SENTANI – Dewan Gereja Papua (DGP) bersama Pusat Studi HAM, Sosial, dan Pastoral Sekolah Tinggi Teologi Walter Post Jayapura (STTWPJ) akan menggelar Festival Literasi dan Resiliensi pada 19–21 November 2025 di Aula Gereja Katolik Paroki Kristus Terang Dunia, Waena, Kota Jayapura.
Pendeta Benny Giay mengatakan festival ini digelar di tengah meningkatnya narasi pemerintah terkait separatisme di Papua, sementara berbagai persoalan mendasar tidak diselesaikan. Ia menyoroti praktik jual beli senjata antara aparat dan TPNPB, belum tertanganinya empat akar masalah Papua yang ditemukan LIPI, serta tidak adanya penyelesaian kasus rasisme 2019. Pengiriman pasukan secara masif juga dinilainya masih berlangsung hingga kini.
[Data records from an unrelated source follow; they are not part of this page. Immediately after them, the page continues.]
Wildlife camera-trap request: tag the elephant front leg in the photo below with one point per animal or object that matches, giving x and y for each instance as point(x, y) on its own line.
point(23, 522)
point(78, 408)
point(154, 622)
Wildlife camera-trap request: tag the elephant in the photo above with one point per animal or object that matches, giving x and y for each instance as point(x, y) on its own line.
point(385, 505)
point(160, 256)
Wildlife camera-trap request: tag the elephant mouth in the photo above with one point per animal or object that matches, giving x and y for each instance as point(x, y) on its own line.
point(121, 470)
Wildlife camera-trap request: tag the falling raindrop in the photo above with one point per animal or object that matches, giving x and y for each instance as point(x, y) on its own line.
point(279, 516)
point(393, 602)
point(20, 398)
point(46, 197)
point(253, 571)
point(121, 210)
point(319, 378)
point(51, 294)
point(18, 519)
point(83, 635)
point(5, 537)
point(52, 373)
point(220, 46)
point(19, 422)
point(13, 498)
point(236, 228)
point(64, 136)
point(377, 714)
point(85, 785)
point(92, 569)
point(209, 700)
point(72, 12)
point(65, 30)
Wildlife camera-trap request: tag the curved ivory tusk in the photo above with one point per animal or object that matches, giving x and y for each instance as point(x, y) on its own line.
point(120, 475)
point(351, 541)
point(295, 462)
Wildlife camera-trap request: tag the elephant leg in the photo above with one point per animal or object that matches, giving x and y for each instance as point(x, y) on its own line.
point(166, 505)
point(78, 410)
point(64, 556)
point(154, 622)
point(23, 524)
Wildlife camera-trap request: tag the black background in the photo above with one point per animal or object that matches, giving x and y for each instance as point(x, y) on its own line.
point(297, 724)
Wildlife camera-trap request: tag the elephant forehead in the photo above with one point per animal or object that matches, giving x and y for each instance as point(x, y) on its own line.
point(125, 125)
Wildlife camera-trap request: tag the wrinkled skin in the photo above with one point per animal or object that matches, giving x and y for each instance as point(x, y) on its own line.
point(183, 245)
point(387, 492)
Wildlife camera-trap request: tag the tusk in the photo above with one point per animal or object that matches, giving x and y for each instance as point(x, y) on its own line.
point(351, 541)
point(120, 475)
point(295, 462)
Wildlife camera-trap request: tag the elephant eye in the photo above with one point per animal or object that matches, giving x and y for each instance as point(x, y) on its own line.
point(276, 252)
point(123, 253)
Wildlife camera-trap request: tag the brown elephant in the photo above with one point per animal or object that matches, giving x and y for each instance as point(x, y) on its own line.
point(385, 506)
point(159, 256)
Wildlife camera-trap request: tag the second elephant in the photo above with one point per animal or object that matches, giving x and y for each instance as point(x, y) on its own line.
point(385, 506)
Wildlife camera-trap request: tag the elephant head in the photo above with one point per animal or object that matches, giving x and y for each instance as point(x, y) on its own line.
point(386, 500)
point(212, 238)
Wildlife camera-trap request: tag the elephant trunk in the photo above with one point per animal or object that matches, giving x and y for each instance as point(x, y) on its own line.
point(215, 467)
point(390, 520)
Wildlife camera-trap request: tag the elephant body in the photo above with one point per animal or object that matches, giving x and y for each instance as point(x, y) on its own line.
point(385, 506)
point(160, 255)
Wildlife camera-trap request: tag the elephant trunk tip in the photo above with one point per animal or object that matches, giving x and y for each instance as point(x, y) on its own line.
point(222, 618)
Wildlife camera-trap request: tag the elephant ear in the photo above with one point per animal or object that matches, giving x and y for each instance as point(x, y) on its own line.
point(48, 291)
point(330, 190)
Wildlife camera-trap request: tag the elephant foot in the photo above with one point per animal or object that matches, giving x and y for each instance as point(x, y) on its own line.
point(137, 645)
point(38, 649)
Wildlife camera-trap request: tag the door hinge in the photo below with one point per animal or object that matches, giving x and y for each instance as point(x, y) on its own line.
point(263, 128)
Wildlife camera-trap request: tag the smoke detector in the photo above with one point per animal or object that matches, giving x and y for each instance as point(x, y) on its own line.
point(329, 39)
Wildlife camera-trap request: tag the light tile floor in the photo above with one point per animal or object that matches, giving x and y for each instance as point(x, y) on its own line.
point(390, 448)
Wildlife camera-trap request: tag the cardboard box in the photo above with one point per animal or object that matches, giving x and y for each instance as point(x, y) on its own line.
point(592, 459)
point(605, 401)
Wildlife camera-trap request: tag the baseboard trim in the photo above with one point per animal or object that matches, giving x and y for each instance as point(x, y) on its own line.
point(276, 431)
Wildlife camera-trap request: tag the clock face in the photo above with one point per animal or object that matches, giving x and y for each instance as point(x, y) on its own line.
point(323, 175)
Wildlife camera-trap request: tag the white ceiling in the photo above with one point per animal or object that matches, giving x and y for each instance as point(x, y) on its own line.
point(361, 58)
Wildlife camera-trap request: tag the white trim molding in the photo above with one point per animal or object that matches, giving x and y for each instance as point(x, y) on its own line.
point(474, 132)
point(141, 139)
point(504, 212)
“Masalah rasisme tidak diselesaikan, orang Papua dianggap kelas rendahan. LIPI sudah menemukan akar persoalan, tetapi orang Papua tetap disingkirkan,” ujarnya dalam jumpa pers di Kampus STT Walter Post Jayapura, Senin (17/11/2025).
Menurut Benny, pemerintah mengklaim pembangunan sebagai solusi, padahal tidak menjawab akar persoalan. “Agendanya apa? Pemerintah mau tanahnya, bukan manusianya,” tegasnya.
Ia juga menyoroti aksi protes rasisme 2019, ketika warga Papua yang memprotes justru ditangkap, sementara penyebar rasisme tidak diproses. Penempatan pasukan yang masif disebutnya mirip situasi DOM di masa lalu.
Terkait tema resiliensi, Benny mengajak masyarakat Papua bangkit dan mempersiapkan generasi terdidik. “Kalau hancur, bangkit lagi. Tidak harus berperang, tetapi urus anak-anak agar mendapat pendidikan yang baik,” katanya.
Sementara itu, Ketua Pusat Studi HAM, Sosial, dan Pastoral STTWPJ, Hendrica Henny Ohoitimur, menjelaskan festival ini digelar untuk merespons berbagai persoalan seperti isu HAM, rasisme, kerusakan hutan, pengungsian akibat konflik aparat–TPNPB, serta aktivitas pertambangan yang mengabaikan ekosistem.
“Festival ini menjadi ruang refleksi agar masyarakat mengingat berbagai peristiwa dan membangun kesadaran bersama untuk memperjuangkan penyelesaiannya,” ujarnya.
Festival akan menghadirkan komunitas gereja, akademisi, penulis, pemuda, seniman, hingga pengungsi untuk berdialog. “Kekerasan dan pembunuhan adalah bentuk menyakiti citra Allah pada sesama,” tambahnya.
Sekretaris Pusat Studi STTWPJ, Rutina Labena, mengatakan rangkaian kegiatan berlangsung selama tiga hari, melibatkan penulis, seniman, jurnalis, musisi, aktivis lingkungan, serta keluarga pengungsi dari Maybrat, Puncak, dan Oksibil.
Hari kedua akan diisi diskusi publik, talkshow, pameran literasi, seni, arsip, serta pameran foto pengungsi dari berbagai wilayah konflik. Kegiatan juga bekerja sama dengan Iwatali dan Pusaka Belantara Rakyat untuk membahas isu lingkungan dan Proyek Strategis Nasional (PSN) di Papua Selatan. Selain itu, tersedia stand UMKM dari mama-mama pedagang Pos VII serta pameran lukisan.
“Kami juga mengundang Alex Giay, Albert Rumbekwan, jurnalis senior Albert Yomo, serta Markus Haluk sebagai panelis,” kata Rutina.